[PATCH] memcg: introduce per-memcg reclaim interface

Shakeel Butt <shakeelb@xxxxxxxxxx> · Wed, 9 Sep 2020 14:57:52 -0700

Introduce an memcg interface to trigger memory reclaim on a memory cgroup.

Use cases:
----------

1) Per-memcg uswapd:

Usually applications consists of combination of latency sensitive and
latency tolerant tasks. For example, tasks serving user requests vs
tasks doing data backup for a database application. At the moment the
kernel does not differentiate between such tasks when the application
hits the memcg limits.

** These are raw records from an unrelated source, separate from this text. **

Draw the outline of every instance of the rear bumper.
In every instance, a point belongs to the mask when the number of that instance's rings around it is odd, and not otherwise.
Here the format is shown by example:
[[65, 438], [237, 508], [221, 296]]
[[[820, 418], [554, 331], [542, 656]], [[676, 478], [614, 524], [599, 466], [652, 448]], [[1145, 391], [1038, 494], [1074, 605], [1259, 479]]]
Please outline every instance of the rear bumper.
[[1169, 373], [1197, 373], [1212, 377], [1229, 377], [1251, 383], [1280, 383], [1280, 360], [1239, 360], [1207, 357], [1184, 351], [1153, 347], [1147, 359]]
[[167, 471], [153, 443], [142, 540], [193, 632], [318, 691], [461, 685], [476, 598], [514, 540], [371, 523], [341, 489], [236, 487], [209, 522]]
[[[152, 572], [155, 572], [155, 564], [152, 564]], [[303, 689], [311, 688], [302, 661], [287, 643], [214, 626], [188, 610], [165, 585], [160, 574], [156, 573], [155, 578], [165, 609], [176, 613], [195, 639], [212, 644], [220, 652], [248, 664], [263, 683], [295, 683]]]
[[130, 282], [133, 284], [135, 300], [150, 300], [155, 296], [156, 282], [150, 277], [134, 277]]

So, potentially a latency sensitive user facing
task can get stuck in high reclaim and be throttled by the kernel.

Similarly there are cases of single process applications having two set
of thread pools where threads from one pool have high scheduling
priority and low latency requirement. One concrete example from our
production is the VMM which have high priority low latency thread pool
for the VCPUs while separate thread pool for stats reporting, I/O
emulation, health checks and other managerial operations. The kernel
memory reclaim does not differentiate between VCPU thread or a
non-latency sensitive thread and a VCPU thread can get stuck in high
reclaim.

One way to resolve this issue is to preemptively trigger the memory
reclaim from a latency tolerant task (uswapd) when the application is
near the limits. Finding 'near the limits' situation is an orthogonal
problem.

2) Proactive reclaim:

This is a similar to the previous use-case, the difference is instead of
waiting for the application to be near its limit to trigger memory
reclaim, continuously pressuring the memcg to reclaim a small amount of
memory. This gives more accurate and uptodate workingset estimation as
the LRUs are continuously sorted and can potentially provide more
deterministic memory overcommit behavior. The memory overcommit
controller can provide more proactive response to the changing behavior
of the running applications instead of being reactive.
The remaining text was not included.